HealthDay Reporter
“What really jumps out in the data is the activation in areas of the brain associated with emotional empathy,” said study author James Rilling, a professor of anthropology at Emory University, in Atlanta. “That suggests that grandmothers are geared toward feeling what their grandchildren are feeling when they interact with them. If their grandchild is smiling, they’re feeling the child’s joy. And if their grandchild is crying, they’re feeling the child’s pain and distress.”
The researchers wanted to understand the brains of healthy grandmothers and how that may relate to the benefits they provide to their families.
Most participants showed more activity in brain areas involved with emotional empathy and movement when viewing pictures of their own grandchildren than when they were viewing the other images.
The grandmothers whose scans showed more strongly activated areas involved with cognitive empathy when viewing pictures of their grandchild had reported in the questionnaire that they desired greater involvement in caring for the grandchild.
In addition, when grandmothers viewed images of their adult child, they showed stronger activation in an area of the brain associated with cognitive empathy. This indicates they may be trying to cognitively understand what their adult child is thinking or feeling and why, but not as much from the emotional side.
“Here, we’re highlighting the brain functions of grandmothers that may play an important role in our social lives and development,” said Lee, who also said he could relate to the research because of his own close connection with his grandmothers. “It’s an important aspect of the human experience that has been largely left out of the field of neuroscience.”

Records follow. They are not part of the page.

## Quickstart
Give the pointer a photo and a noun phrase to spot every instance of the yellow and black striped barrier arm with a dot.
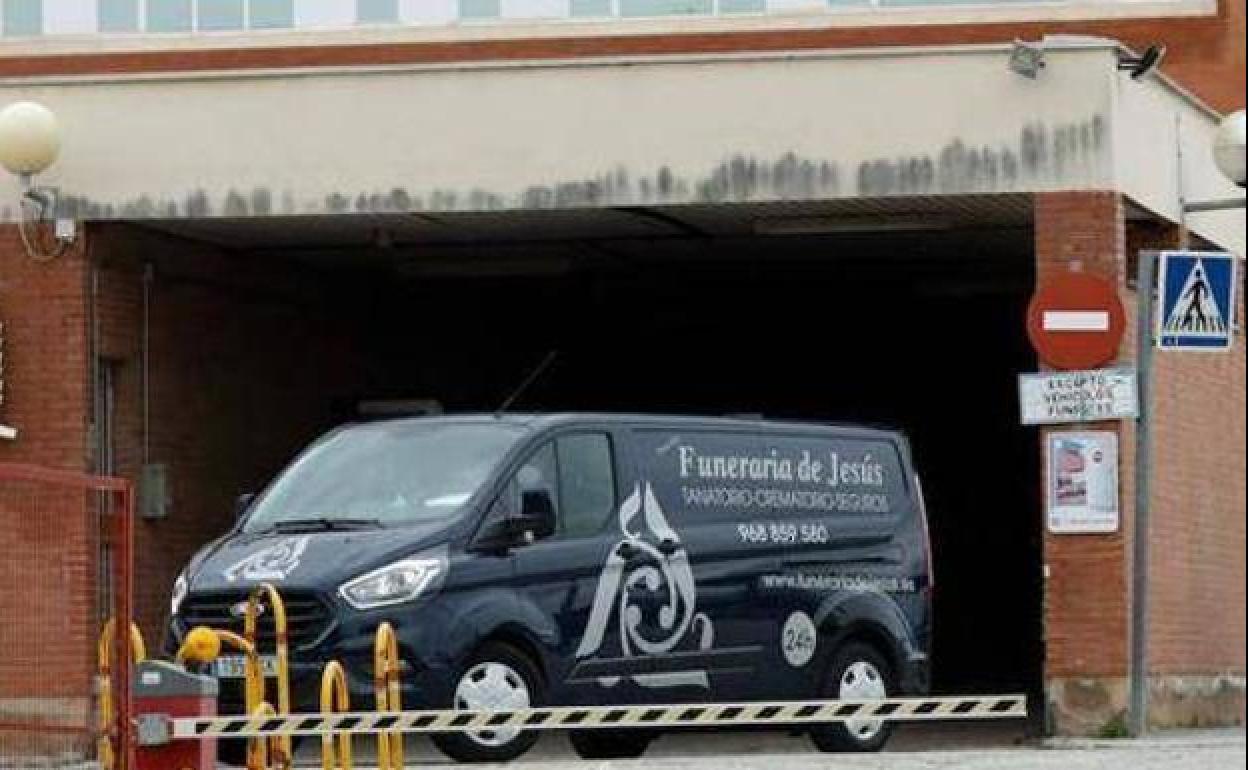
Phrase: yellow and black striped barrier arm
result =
(567, 718)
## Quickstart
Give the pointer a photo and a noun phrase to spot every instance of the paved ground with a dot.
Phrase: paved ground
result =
(952, 748)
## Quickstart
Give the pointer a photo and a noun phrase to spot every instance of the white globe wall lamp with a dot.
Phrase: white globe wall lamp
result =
(30, 141)
(1228, 156)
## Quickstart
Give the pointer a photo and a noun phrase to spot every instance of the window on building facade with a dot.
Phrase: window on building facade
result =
(271, 14)
(665, 8)
(169, 16)
(117, 15)
(590, 8)
(220, 14)
(479, 9)
(376, 11)
(23, 18)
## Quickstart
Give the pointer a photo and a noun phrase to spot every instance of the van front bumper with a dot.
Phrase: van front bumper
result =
(426, 679)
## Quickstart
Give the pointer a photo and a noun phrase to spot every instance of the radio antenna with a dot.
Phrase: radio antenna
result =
(524, 386)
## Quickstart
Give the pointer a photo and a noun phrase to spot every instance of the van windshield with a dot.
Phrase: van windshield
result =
(385, 474)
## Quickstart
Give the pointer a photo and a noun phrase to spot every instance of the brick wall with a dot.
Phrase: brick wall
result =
(48, 536)
(44, 310)
(1197, 528)
(1086, 593)
(245, 362)
(1206, 54)
(1197, 534)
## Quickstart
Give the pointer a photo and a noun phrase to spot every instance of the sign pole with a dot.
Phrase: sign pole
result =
(1138, 665)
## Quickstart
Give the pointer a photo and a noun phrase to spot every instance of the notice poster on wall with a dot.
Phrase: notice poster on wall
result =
(1082, 482)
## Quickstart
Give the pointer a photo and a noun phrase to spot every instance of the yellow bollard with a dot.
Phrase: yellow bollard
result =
(201, 645)
(386, 687)
(139, 652)
(199, 649)
(335, 696)
(257, 750)
(285, 755)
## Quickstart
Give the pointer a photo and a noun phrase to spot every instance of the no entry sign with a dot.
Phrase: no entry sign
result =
(1076, 321)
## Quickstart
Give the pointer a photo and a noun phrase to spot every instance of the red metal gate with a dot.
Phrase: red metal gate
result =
(66, 543)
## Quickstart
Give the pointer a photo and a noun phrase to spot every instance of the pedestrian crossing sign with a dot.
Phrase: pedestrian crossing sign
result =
(1197, 301)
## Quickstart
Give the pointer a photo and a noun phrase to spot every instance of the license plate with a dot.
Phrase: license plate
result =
(235, 667)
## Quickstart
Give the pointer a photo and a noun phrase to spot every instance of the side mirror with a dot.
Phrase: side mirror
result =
(242, 503)
(534, 521)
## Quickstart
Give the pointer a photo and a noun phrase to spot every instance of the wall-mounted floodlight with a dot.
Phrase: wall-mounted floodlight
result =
(1142, 65)
(30, 141)
(1027, 59)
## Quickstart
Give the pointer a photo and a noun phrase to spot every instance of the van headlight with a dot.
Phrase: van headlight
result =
(396, 583)
(180, 589)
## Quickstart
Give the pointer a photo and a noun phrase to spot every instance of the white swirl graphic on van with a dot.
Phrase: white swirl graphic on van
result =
(272, 563)
(649, 557)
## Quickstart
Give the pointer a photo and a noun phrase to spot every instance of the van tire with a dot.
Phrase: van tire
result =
(610, 744)
(855, 663)
(232, 751)
(461, 746)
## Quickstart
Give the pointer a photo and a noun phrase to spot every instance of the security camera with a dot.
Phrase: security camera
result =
(1027, 59)
(1142, 65)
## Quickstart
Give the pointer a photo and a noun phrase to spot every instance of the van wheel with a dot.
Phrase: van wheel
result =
(610, 744)
(858, 672)
(497, 677)
(232, 751)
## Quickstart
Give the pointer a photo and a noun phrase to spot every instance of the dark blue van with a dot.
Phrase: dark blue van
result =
(588, 559)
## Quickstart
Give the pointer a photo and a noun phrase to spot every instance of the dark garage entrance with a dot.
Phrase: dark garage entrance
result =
(905, 315)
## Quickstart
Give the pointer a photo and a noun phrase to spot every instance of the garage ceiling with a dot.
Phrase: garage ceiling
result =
(456, 230)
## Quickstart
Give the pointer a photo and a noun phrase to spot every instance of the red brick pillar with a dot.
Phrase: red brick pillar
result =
(48, 625)
(43, 307)
(1086, 590)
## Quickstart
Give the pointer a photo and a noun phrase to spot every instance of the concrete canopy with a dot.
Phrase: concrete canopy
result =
(655, 131)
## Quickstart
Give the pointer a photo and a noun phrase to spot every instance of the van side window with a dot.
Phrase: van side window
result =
(587, 483)
(541, 471)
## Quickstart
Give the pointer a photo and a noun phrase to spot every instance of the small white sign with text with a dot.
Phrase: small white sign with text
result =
(1070, 397)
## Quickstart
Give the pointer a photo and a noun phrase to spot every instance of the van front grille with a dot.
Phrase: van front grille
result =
(307, 617)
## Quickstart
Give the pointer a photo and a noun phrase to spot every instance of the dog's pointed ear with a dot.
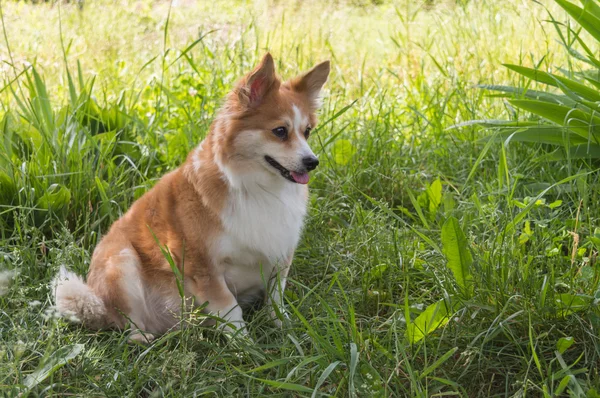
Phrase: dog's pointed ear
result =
(257, 84)
(312, 82)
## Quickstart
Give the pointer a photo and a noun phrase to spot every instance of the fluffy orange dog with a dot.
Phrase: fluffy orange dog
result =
(231, 217)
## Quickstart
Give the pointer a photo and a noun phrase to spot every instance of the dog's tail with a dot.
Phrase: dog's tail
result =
(73, 298)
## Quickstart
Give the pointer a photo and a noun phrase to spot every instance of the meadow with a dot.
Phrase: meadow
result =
(435, 261)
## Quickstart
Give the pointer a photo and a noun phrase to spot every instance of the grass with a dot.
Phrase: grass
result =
(407, 216)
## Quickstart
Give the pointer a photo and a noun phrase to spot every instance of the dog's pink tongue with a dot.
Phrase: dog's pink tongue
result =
(300, 178)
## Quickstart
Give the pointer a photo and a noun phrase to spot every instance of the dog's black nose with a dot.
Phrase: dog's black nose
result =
(310, 162)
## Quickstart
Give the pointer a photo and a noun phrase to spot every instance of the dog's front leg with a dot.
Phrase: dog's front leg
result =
(221, 303)
(275, 291)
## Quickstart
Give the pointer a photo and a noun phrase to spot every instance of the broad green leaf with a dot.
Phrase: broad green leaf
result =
(376, 273)
(543, 134)
(531, 94)
(434, 194)
(8, 189)
(557, 81)
(342, 151)
(584, 151)
(555, 204)
(323, 377)
(575, 119)
(458, 255)
(436, 315)
(570, 303)
(564, 343)
(591, 7)
(54, 362)
(56, 198)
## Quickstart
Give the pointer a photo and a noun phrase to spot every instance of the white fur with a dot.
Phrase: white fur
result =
(262, 226)
(74, 298)
(197, 162)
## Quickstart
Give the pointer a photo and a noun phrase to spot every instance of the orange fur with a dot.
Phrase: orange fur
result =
(199, 212)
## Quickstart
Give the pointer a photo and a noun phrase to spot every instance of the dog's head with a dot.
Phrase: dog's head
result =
(265, 125)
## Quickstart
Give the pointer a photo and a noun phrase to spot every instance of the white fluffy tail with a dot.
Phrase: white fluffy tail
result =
(73, 298)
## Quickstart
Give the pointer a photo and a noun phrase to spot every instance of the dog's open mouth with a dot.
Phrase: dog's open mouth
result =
(293, 176)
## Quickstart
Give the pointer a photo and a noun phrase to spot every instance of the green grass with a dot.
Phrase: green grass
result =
(97, 104)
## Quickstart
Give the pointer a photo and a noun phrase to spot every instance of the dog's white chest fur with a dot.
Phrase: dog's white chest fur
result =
(262, 228)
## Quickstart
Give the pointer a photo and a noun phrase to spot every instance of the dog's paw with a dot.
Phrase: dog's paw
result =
(281, 319)
(138, 337)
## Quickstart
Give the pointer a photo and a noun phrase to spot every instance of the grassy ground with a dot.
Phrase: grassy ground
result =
(97, 104)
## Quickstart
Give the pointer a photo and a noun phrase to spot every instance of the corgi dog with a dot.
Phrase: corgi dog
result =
(229, 218)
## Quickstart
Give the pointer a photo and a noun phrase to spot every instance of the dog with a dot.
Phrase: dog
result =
(219, 230)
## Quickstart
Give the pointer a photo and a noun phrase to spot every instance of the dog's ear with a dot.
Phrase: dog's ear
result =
(312, 82)
(257, 84)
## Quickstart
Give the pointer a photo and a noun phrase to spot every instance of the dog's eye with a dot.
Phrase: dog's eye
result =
(280, 132)
(307, 132)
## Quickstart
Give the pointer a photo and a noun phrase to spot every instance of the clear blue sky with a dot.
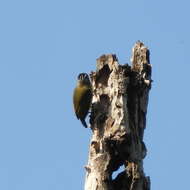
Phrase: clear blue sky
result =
(43, 47)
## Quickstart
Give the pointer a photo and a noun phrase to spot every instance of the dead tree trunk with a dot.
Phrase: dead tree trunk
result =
(118, 120)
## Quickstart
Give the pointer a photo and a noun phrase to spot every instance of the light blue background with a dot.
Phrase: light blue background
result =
(43, 47)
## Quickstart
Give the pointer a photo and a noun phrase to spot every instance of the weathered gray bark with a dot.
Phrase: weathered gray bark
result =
(118, 120)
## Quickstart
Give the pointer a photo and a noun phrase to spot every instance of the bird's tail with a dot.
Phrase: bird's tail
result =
(84, 123)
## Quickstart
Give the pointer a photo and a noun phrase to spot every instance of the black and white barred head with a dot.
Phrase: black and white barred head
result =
(83, 78)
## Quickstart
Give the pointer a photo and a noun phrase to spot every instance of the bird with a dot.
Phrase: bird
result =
(82, 97)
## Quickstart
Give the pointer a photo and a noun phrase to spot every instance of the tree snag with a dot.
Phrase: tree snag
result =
(118, 120)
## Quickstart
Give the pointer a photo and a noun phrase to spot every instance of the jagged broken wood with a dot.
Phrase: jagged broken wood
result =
(118, 120)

Humans are cooperative breeders, meaning that mothers get help caring for their offspring, although the sources of that help vary both across and within societies, the study authors explained.
Evidence is also accumulating that positively engaged grandmothers are associated with children having better outcomes on a range of measures, including academic, social, behavioral and physical health, according to the study authors.
Compared with results from an earlier study by the Rilling lab in which fathers viewed photos of their children, grandmothers more strongly activated regions involved with emotional empathy and motivation, on average, when viewing images of their grandchildren.
“Our results add to the evidence that there does seem to be a global parenting caregiving system in the brain, and that grandmothers’ responses to their grandchildren maps onto it,” Rilling said.
The findings were published Nov. 16 in the Proceedings of the Royal Society B.